Currently this feature supports Intel, Power, and AMD chips. Support for
ARM is forthcoming.
Specifics:
- Add microarchitectures.json with descriptions of architectures
- Relaxed semantic of compiler's "target" attribute. Before this change
the semantic to check if a compiler could be viable for a given target
was exact match. This made sense as the finest granularity of targets
was architecture families. As now we can target micro-architectures,
this commit changes the semantic by interpreting as the architecture
family what is stored in the compiler's "target" attribute. A compiler
is then a viable choice if the target being concretized belongs to the
same family. Similarly when a new compiler is detected the architecture
family is stored in the "target" attribute.

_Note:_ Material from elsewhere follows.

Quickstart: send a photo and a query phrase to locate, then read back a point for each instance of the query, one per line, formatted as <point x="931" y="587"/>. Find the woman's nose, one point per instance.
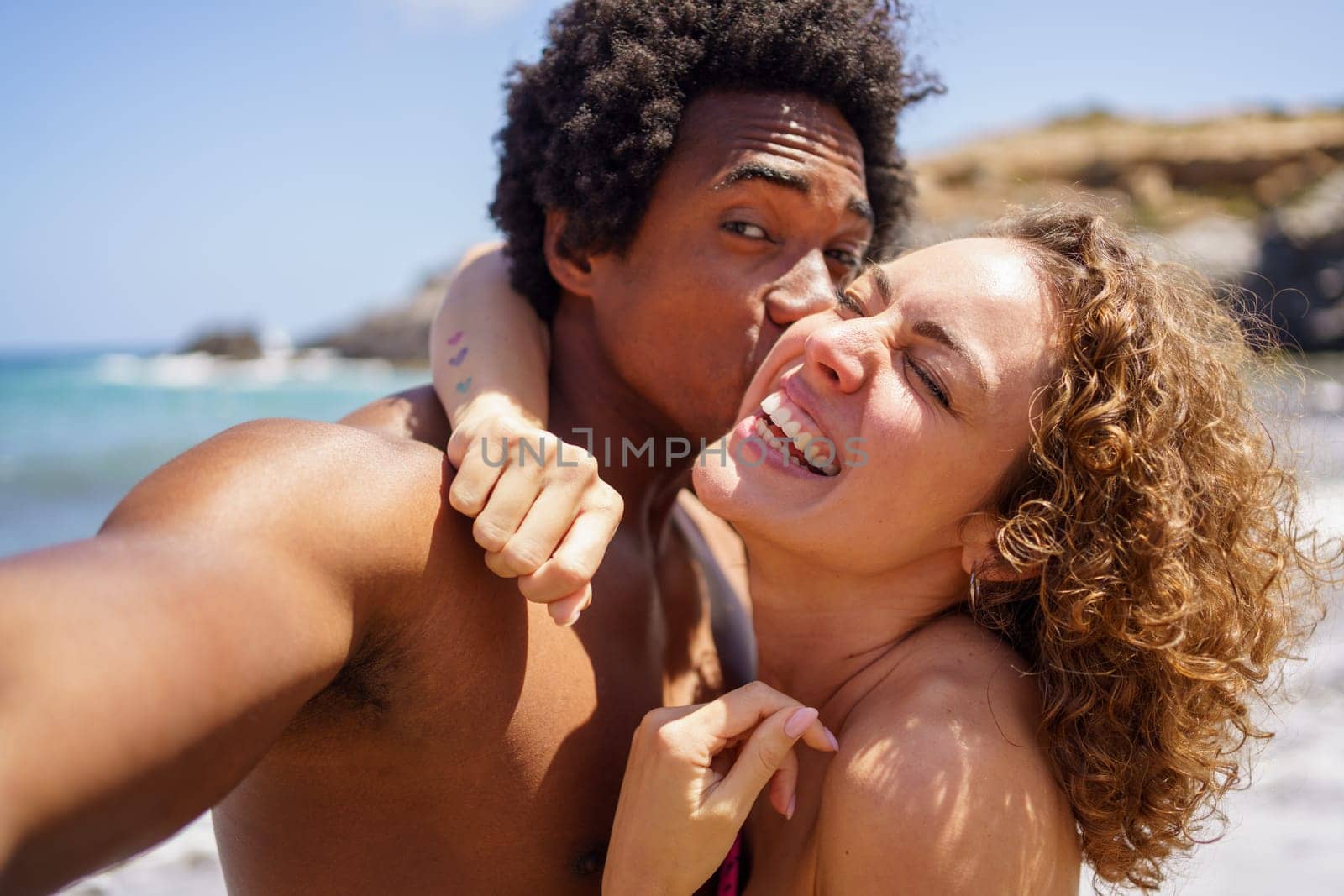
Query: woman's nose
<point x="837" y="356"/>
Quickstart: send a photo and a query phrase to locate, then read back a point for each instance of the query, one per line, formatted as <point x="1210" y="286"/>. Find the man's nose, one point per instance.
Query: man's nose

- Make Spack's `cc` compiler wrapper inject target-specific flags on the
command line
- Architecture concretization updated to use the same algorithm as
compiler concretization
- Micro-architecture features, vendor, generation etc. are included in
the package hash. Generic architectures, such as x86_64 or ppc64, are
still dumped using the name only.
- If the compiler for a target is not supported exit with an intelligible
error message. If the compiler support is unknown don't try to use
optimization flags.
- Support and define feature aliases (e.g., sse3 -> ssse3) in
microarchitectures.json and on Microarchitecture objects. Feature
aliases are defined in targets.json and map a name (the "alias") to a
list of rules that must be met for the test to be successful. The rules
that are available can be extended later using a decorator.
- Implement subset semantics for comparing microarchitectures (treat
microarchitectures as a partial order, i.e. (a < b), (a == b) and (b <
a) can all be false.
- Implement logic to automatically demote the default target if the
compiler being used is too old to optimize for it. Updated docs to make
this behavior explicit. This avoids surprising the user if the default
compiler is older than the host architecture.
This commit adds unit tests to verify the semantics of target ranges and
target lists in constraints. The implementation to allow target ranges
and lists is minimal and doesn't add any new type. A more careful
refactor that takes into account the type system might be due later.
Co-authored-by: Gregory Becker <becker33.llnl.gov>
Add llnl.util.cpu_name, with initial support for detecting different
microarchitectures on Linux. This also adds preliminary changes for
compiler support and variants to control the optimizatoin levels by
target.
This does not yet include translations of targets to particular
compilers; that is left to another PR.
Co-authored-by: Massimiliano Culpo <massimiliano.culpo@gmail.com>
Move verbose messages to debug level
get_patchelf should return None for test platform as well because create_buildinfo invokes patchelf to get rpaths.